Zawodnik w organizacji Piotra "izaka" Skowyrskiego spędził półtora roku, będąc do dziś najstarszym stażem członkiem zespołu, nie licząc oczywiście trenującego IB Bartosza "Hypera" Wolnego. Niestety nie można jednak powiedzieć, by okres ten obfitował w sukcesy. Izako Boars wprawdzie prawie zawsze było ekipą, z którą na krajowym podwórku liczyć musiał się każdy, lecz EXUS i spółka mogli tylko pomarzyć o tytułach mistrzowskich w najbardziej prestiżowych rodzimych rozgrywkach. Poprawy sytuacji nie przyniosły testy, które odbyły się na początku ubiegłego roku i dzięki którym do IB dołączyli trzej gracze nieograni wówczas na najwyższym poziomie.
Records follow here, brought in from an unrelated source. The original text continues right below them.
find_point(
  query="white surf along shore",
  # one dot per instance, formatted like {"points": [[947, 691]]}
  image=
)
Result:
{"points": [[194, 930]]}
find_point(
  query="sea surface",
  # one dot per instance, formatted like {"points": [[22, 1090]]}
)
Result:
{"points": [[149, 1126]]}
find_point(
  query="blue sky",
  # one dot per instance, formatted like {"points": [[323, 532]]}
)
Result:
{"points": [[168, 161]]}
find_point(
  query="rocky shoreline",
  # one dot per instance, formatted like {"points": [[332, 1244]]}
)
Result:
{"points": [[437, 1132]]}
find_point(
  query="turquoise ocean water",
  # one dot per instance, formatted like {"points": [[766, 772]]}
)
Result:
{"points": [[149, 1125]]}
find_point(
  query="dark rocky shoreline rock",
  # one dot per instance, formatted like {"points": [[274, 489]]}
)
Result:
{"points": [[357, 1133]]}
Jak podaje Weszło Esport, EXUSA w Izako Boars ma zastąpić Michał „mono” Gabszewicz, który do niedawna wspólnie z m.in. Danielem "STOMPEM" Płomińskim próbował tworzyć międzynarodowy skład, który znaliśmy pod nazwą Valhalla. Co ciekawe, wygląda na to, że duet świetnie znany nam z Illuminar Gaming nadal będzie występował pod jedną banderą – 26-letni snajper również jest bowiem łączony przez dziennikarzy Weszło ze swoją byłą formacją.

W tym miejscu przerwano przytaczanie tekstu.